Kathmandu, Apr. 11
Minister for Foreign
Affairs Shisir Khanal has said that the Indian Ocean is
central to global trade and energy flows and its stability is a global
responsibility.
Speaking at the 9th Indian Ocean Conference
ongoing in Port Louis of Mauritius he said the consequences of the conflicts in
West Asia extended far beyond the region – affecting fuel prices, supply
chains, and livelihood back home.
"These disruptions remind us that the
stability of the Indian Ocean is inseparable from global peace," said FM
Khanal.
According to him, one cannot ignore the
conflicts unfolding in West Asia. For Nepal, these are not distant events.
Millions of Nepali citizens live and work in the region, and their safety
remains our foremost concern.
He reaffirmed Nepal's commitment to the
foundational framework for the law of the sea.
"We emphasize that landlocked nations
possess inherent rights to access the high seas and to participate in the
maritime economy. These are not privileges granted by geography, but rights
enshrined in international law," he said.

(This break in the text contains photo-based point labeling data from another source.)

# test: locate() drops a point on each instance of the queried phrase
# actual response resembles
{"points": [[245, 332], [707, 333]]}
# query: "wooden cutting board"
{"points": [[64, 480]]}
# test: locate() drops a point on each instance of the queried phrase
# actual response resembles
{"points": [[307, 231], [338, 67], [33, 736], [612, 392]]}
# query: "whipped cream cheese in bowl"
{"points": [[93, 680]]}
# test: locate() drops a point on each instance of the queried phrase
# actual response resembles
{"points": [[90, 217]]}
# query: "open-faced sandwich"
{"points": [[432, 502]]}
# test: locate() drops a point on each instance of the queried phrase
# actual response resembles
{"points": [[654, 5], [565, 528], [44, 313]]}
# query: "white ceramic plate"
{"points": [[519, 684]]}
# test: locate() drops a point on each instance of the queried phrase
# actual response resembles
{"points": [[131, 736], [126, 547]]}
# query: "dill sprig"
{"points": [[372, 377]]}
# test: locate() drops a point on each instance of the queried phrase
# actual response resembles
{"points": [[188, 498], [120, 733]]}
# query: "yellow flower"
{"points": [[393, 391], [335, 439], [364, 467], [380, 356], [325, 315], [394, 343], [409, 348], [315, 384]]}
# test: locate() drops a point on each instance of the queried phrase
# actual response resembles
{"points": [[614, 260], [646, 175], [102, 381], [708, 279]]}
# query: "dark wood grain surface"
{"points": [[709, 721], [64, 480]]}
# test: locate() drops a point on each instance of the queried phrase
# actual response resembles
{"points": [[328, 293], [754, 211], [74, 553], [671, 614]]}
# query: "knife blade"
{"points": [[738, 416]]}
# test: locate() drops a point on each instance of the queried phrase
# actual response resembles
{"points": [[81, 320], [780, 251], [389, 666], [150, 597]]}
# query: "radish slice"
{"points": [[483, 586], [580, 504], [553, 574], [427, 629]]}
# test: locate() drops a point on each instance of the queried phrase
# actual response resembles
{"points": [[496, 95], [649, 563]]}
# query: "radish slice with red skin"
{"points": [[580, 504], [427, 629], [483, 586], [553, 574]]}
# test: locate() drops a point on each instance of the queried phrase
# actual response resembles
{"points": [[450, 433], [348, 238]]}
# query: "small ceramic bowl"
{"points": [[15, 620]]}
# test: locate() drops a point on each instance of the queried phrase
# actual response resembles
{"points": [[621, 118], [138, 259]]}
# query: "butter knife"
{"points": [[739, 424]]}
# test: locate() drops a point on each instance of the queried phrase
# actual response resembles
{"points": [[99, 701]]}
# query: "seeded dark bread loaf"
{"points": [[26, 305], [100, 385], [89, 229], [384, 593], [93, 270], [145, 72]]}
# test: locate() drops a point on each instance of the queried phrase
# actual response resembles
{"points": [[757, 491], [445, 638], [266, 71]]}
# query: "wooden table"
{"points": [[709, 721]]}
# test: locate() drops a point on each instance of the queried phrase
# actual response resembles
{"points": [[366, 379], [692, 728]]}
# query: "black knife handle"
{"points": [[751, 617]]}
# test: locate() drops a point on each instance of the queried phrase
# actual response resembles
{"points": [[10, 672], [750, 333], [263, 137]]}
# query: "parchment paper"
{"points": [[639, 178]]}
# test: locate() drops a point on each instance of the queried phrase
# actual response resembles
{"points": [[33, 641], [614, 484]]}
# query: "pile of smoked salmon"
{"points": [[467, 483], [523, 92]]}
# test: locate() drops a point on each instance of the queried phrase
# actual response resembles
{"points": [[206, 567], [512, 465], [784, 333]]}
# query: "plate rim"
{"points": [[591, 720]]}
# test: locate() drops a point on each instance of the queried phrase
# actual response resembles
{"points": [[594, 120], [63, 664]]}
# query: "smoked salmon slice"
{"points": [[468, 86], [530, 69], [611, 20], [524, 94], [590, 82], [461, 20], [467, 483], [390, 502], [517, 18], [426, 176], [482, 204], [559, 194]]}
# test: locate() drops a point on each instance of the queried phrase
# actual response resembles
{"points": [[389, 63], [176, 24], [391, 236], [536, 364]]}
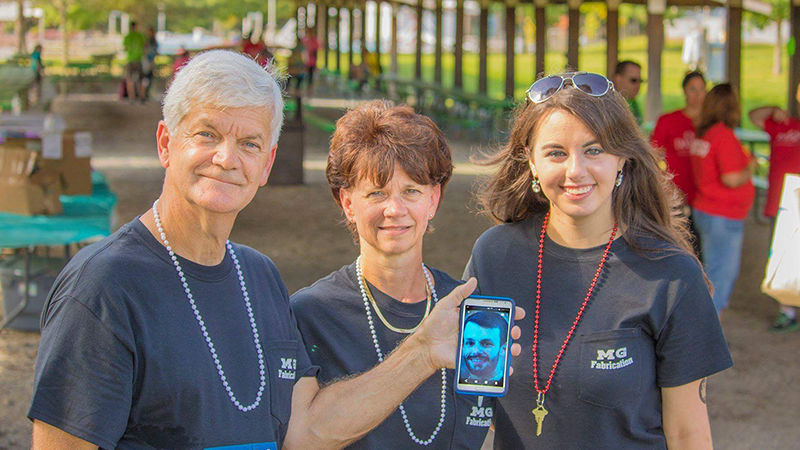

Minister Khanal also called for a
rules-based international order where the rights of all nations, large and
small, are respected.
Climate change, maritime security threats,
disruptions to global supply chains, and widening inequalities demand not just
cooperation, but genuine collective stewardship. In view of the Government of
Nepal, stewardship means moving beyond narrow self-interest toward a shared
responsibility for our global commons, said the FM.
According to him, this requires inclusive,
transparent, and rules-based multilateral frameworks. The governance must be
equitable, ecological, and above all, inclusive of those who rely on the ocean
from the landlocked interior.
The Hindu Kush Himalaya region, serves as
the primary source of fresh water for billions of people. The glaciers and
snowfields of Nepal feed the great river systems that ultimately discharge into
the Indian Ocean. "Therefore, the health of the mountains and the health
of the ocean are inseparable," said FM Khanal.
Likewise, he said that climate change
has laid bare this interdependence in the most alarming ways. As Nepal’s
glaciers retreat at unprecedented rates, people here face the imminent threat
of glacial lake outburst floods that endanger entire communities.
At the same time, the Indian Ocean is
warming faster than any other ocean, driving sea-level rise that threatens the
very existence of low-lying island states and coastal communities.
"What melts in the mountains
eventually rises in the seas. Nepal has been vocal about this nexus at the
United Nations and COP summits," the Minister said.
He called upon the Conference to formally
recognise this ecological bridge as a critical dimension of Indian Ocean
governance, and said, "Our stewardship must encompass both the peaks and
the waters, for they rise and fall together."
Published in The Rising Nepal daily on 12 April 2026.